O governo da China estabeleceu novas sanções contra nove empresas do setor militar-industrial dos Estados Unidos por comercialização de armas para Taiwan, e alertou que uso de armas em favor da “independência de Taiwan” sairá pela culatra.
De acordo com o jornal chinês China Daily, as empresas sancionadas são: Sierra Nevada Corp; Stick Rudder Enterprises; Cubic Corp; S3 AeroDefense; TCOM Limited Partnership; TextOre; Planate Management Group; ACT1 Federal; e Exovera
As sanções foram adotadas depois que o Departamento de Estado dos EUA vendeu US$ 228 milhões em armas para Taiwan, em operação confirmada pela Agência de Cooperação em Segurança de Defesa do Departamento de Defesa dos EUA.
A negociação cobre devolução, reparo e reenvio de peças de reposição e outros equipamentos essenciais para aeronaves militares.

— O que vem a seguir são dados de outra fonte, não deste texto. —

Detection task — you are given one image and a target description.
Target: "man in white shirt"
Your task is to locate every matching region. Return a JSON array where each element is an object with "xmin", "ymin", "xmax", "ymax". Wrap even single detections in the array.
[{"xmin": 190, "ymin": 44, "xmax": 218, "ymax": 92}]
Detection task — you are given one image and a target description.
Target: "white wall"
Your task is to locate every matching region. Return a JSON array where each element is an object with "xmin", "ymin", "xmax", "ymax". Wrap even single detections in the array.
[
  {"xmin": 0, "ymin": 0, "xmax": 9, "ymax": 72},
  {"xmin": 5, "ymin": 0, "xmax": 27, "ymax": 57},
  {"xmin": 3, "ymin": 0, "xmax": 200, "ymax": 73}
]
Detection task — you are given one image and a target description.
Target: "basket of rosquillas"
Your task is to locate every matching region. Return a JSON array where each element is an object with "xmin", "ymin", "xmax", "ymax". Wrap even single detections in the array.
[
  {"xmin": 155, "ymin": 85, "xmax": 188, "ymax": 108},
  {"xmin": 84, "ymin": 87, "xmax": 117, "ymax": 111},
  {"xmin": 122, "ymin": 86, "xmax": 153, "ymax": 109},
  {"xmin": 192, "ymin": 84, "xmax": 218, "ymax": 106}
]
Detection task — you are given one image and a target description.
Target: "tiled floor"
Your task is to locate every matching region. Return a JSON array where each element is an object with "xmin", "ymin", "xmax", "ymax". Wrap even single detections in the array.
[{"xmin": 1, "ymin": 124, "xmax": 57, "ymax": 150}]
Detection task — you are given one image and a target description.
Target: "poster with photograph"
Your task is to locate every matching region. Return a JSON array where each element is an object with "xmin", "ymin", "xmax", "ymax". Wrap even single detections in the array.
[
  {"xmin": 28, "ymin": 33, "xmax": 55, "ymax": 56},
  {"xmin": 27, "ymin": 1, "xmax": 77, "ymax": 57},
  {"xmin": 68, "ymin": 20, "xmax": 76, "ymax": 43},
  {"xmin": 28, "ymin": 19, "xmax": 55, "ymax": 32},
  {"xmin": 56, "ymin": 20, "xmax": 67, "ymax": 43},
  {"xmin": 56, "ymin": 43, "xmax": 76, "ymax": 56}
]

Comunicado divulgado pelo Ministério das Relações Exteriores chinês nesta quarta-feira (18/09) afirma que a negociação “violou seriamente o princípio de Uma Só China e os três comunicados conjuntos China-EUA, interferiu seriamente nos assuntos internos da China e minou seriamente a soberania e a integridade territorial da China”.
O porta-voz do Ministério das Relações Exteriores, Lin Jian, disse que as vendas de armas dos EUA para a região chinesa de Taiwan estão “enviando um sinal errado” às forças separatistas “pró-independência de Taiwan”.
“A China condena veementemente e se opõe resolutamente a isso, e apresentou representações solenes ao lado dos EUA”, disse ele, destacando que a questão de Taiwan “está no centro dos interesses fundamentais da China e é a primeira linha vermelha intransponível nas relações China-EUA”.